In morning trade the Asaleo Care Ltd (ASX: AHY) share price has drifted lower following an update on the sale of its Australian Consumer Tissue business.
At the time of writing the personal care products company's shares are down 1% to 88.5 cents.
What did Asaleo Care announce?
This morning the company announced that it has completed the $180 million sale of its Australian Consumer Tissue business to Solaris Paper. The sale includes leading brands such as Sorbent, Handee Ultra, and Deeko.
Asaleo Care has, however, retained its Consumer Tissue business in New Zealand and the Pacific Islands, along with its Australasian Personal Care and B2B operations.
Asaleo Care's CEO and Managing Director, Sid Takla, was pleased with the divestment.
He said: "The sale proceeds will significantly strengthen our balance sheet, reduce net debt and improve our leverage ratio.
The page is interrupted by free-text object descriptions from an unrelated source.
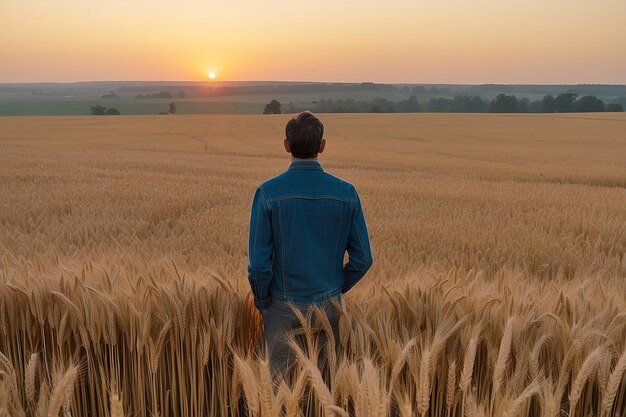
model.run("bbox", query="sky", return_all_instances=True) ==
[2,0,626,84]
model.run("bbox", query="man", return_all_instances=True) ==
[247,111,373,379]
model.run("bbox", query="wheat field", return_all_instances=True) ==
[0,113,625,417]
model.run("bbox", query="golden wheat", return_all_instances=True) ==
[0,114,624,416]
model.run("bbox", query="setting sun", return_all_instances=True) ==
[208,72,216,80]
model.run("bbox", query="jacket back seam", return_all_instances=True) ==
[266,195,355,204]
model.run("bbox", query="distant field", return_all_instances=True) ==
[2,81,624,115]
[2,113,625,279]
[0,98,262,115]
[0,90,412,115]
[1,114,625,416]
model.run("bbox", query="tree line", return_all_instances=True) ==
[265,93,624,114]
[89,105,120,115]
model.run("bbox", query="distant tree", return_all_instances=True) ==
[528,99,543,113]
[328,98,357,113]
[447,95,487,112]
[407,96,422,112]
[555,93,577,112]
[573,95,605,112]
[516,98,530,112]
[606,103,624,112]
[263,99,282,114]
[411,86,426,94]
[448,96,464,112]
[169,102,177,114]
[106,107,120,115]
[427,95,486,113]
[90,105,107,115]
[372,98,395,113]
[428,97,450,112]
[284,102,297,113]
[396,95,422,112]
[369,105,381,113]
[541,95,557,112]
[489,94,519,113]
[467,96,487,112]
[313,99,332,113]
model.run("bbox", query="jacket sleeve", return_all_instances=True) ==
[342,188,373,293]
[247,186,273,310]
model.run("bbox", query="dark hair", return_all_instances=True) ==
[285,111,324,159]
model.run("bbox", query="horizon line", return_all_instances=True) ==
[2,79,626,86]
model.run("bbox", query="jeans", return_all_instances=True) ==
[262,296,342,381]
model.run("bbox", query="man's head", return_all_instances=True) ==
[284,111,325,159]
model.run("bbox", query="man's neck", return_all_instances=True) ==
[291,156,319,162]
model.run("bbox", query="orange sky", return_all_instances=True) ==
[2,0,626,83]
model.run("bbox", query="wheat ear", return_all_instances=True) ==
[493,317,515,396]
[47,364,77,417]
[417,348,432,416]
[447,360,457,412]
[233,355,259,417]
[502,380,541,417]
[602,346,626,412]
[460,336,478,394]
[25,353,38,403]
[569,346,604,416]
The sale enables us to concentrate on our core, higher margin, less capital-intensive businesses in Personal Care and Business-to-Business and continue to innovate and invest in our brands for long term growth."
Should you invest?
Whilst I think that this divestment was a good move by management, I feel it may still be a touch soon to purchase its shares.
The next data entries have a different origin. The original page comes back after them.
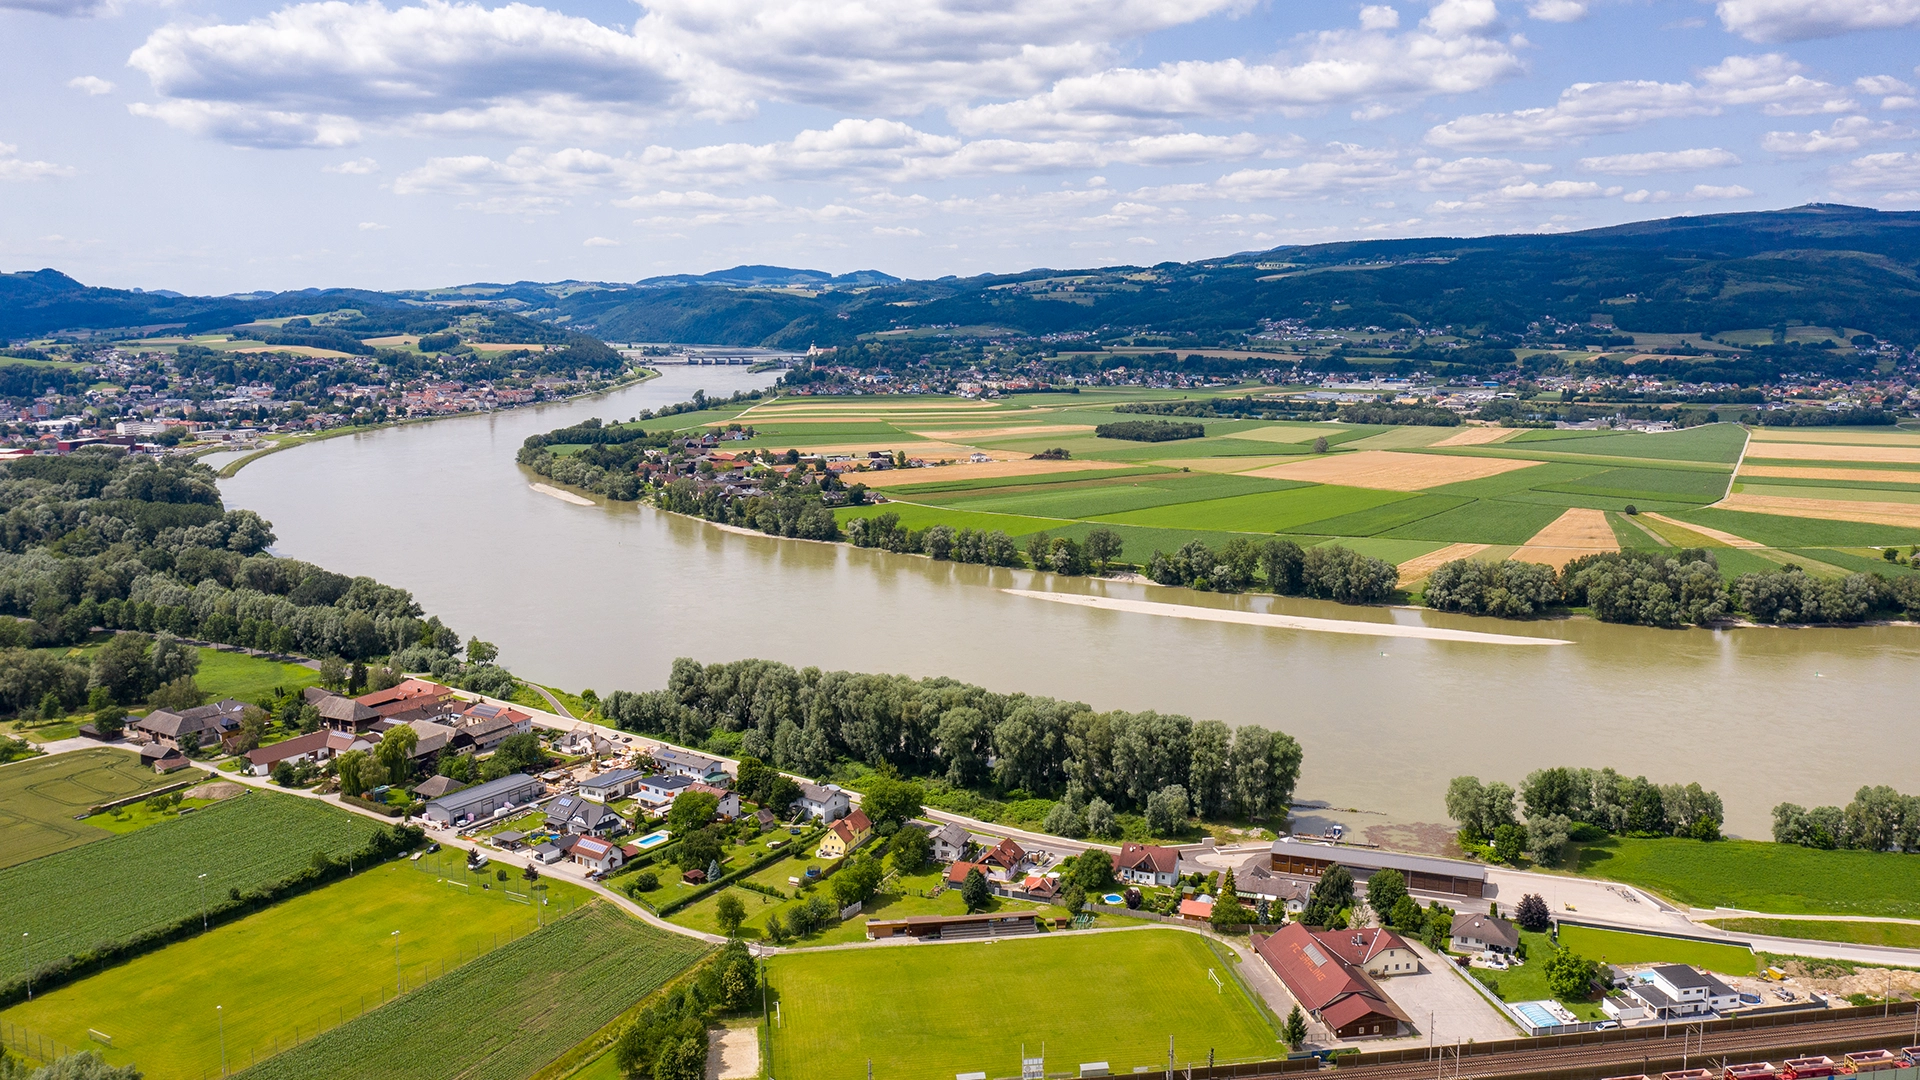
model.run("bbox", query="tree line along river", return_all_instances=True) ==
[217,366,1920,839]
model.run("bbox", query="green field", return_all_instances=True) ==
[1379,498,1569,545]
[84,796,220,834]
[234,903,709,1080]
[768,929,1280,1080]
[0,860,590,1079]
[1703,918,1920,950]
[1572,837,1920,919]
[1674,507,1920,548]
[0,748,192,868]
[193,648,321,702]
[668,865,1051,946]
[0,790,384,975]
[1556,925,1756,975]
[1098,485,1409,532]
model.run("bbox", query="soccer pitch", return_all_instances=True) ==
[767,929,1281,1080]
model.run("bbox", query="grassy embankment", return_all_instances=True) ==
[1570,836,1920,920]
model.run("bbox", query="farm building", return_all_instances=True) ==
[1451,913,1519,955]
[355,678,455,712]
[134,698,247,748]
[307,687,382,732]
[1254,922,1411,1040]
[243,728,372,776]
[139,742,189,773]
[456,702,534,749]
[579,768,647,803]
[1269,836,1488,900]
[1115,842,1179,887]
[421,773,546,825]
[412,774,466,800]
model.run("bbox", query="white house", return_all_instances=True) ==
[1114,843,1179,887]
[1620,965,1741,1019]
[570,836,626,873]
[1450,913,1520,956]
[579,768,647,803]
[685,782,740,819]
[792,782,851,822]
[929,821,970,863]
[634,774,694,810]
[653,747,727,783]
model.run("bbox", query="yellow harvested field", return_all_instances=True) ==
[856,459,1129,488]
[1739,464,1920,485]
[1740,442,1920,464]
[1432,426,1515,447]
[1397,543,1490,582]
[363,334,418,347]
[751,441,996,460]
[905,424,1096,440]
[1747,428,1920,446]
[1510,508,1619,569]
[1151,455,1305,474]
[1715,493,1920,528]
[1643,512,1763,548]
[1243,450,1541,491]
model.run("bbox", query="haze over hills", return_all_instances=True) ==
[7,204,1920,347]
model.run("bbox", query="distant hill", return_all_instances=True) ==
[9,205,1920,346]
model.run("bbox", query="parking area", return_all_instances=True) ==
[1376,942,1520,1046]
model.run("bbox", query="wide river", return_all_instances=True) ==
[220,366,1919,838]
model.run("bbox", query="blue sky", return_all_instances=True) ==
[4,0,1920,292]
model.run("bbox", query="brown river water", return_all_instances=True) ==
[217,367,1920,838]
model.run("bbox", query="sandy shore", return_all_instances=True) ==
[1003,589,1569,645]
[530,482,595,506]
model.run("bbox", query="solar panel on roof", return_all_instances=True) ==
[1302,943,1327,966]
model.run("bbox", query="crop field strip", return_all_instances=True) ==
[234,902,710,1080]
[768,929,1280,1080]
[0,749,187,869]
[0,790,383,973]
[0,860,591,1079]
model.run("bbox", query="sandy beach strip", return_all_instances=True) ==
[1002,589,1567,645]
[531,482,595,506]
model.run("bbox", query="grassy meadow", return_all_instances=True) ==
[1571,837,1920,919]
[0,748,195,868]
[658,390,1920,585]
[1556,925,1756,975]
[1468,930,1606,1022]
[0,860,590,1079]
[1703,918,1920,950]
[767,929,1280,1080]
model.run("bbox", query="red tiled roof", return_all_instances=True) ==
[1117,842,1178,875]
[1179,897,1214,919]
[1253,922,1406,1025]
[843,808,871,833]
[979,836,1025,868]
[1313,926,1411,968]
[355,679,453,709]
[946,860,989,885]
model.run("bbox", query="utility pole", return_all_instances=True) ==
[217,1004,227,1078]
[20,932,29,1001]
[392,930,401,994]
[199,873,209,931]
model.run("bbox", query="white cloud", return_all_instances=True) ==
[68,76,115,96]
[325,157,380,174]
[583,236,619,246]
[357,221,388,229]
[1426,53,1849,149]
[1763,116,1918,154]
[872,226,923,236]
[1622,184,1755,202]
[0,143,77,181]
[950,1,1522,136]
[637,0,1249,113]
[1827,150,1920,201]
[1526,0,1586,21]
[1414,155,1552,189]
[1577,147,1741,173]
[1716,0,1920,43]
[127,0,713,148]
[1358,5,1399,30]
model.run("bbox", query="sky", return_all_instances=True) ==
[4,0,1920,293]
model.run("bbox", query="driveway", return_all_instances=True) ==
[1374,941,1518,1048]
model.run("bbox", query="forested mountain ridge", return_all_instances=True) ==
[10,203,1920,347]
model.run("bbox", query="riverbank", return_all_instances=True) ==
[215,367,661,479]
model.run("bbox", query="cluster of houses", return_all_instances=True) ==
[241,679,536,777]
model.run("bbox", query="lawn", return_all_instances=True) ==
[1097,484,1410,533]
[768,929,1280,1080]
[192,648,321,703]
[1468,930,1607,1021]
[0,860,590,1079]
[234,903,709,1080]
[1703,918,1920,950]
[1556,925,1755,975]
[83,796,221,834]
[1571,837,1920,919]
[0,748,194,868]
[0,790,385,977]
[669,865,1051,946]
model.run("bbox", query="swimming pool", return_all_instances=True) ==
[1514,1003,1559,1029]
[634,830,671,848]
[1103,893,1124,905]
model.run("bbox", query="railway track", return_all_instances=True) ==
[1335,1014,1920,1080]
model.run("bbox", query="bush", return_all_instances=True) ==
[1094,420,1205,442]
[1562,549,1726,627]
[1423,559,1561,617]
[1299,545,1399,604]
[1515,893,1551,932]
When it released its full year results in February, management warned that underlying EBITDA from continuing operations would be 6% to 11.5% lower in FY 2019. The reduction has been driven by its "commitment to invest significantly to support the long term growth of our brands."
So, with its shares changing hands at 14x estimated forward earnings, I don't think there is a sufficient risk/reward on offer just yet.
But I'll be monitoring the company's performance closely this year. And if I see signs that the company will return to growth in FY 2020, then I could be tempted into making an investment.
For now, though, I would sooner buy the sellers of its products such as Coles Group Ltd (ASX: COL) and Wesfarmers Ltd (ASX: WES).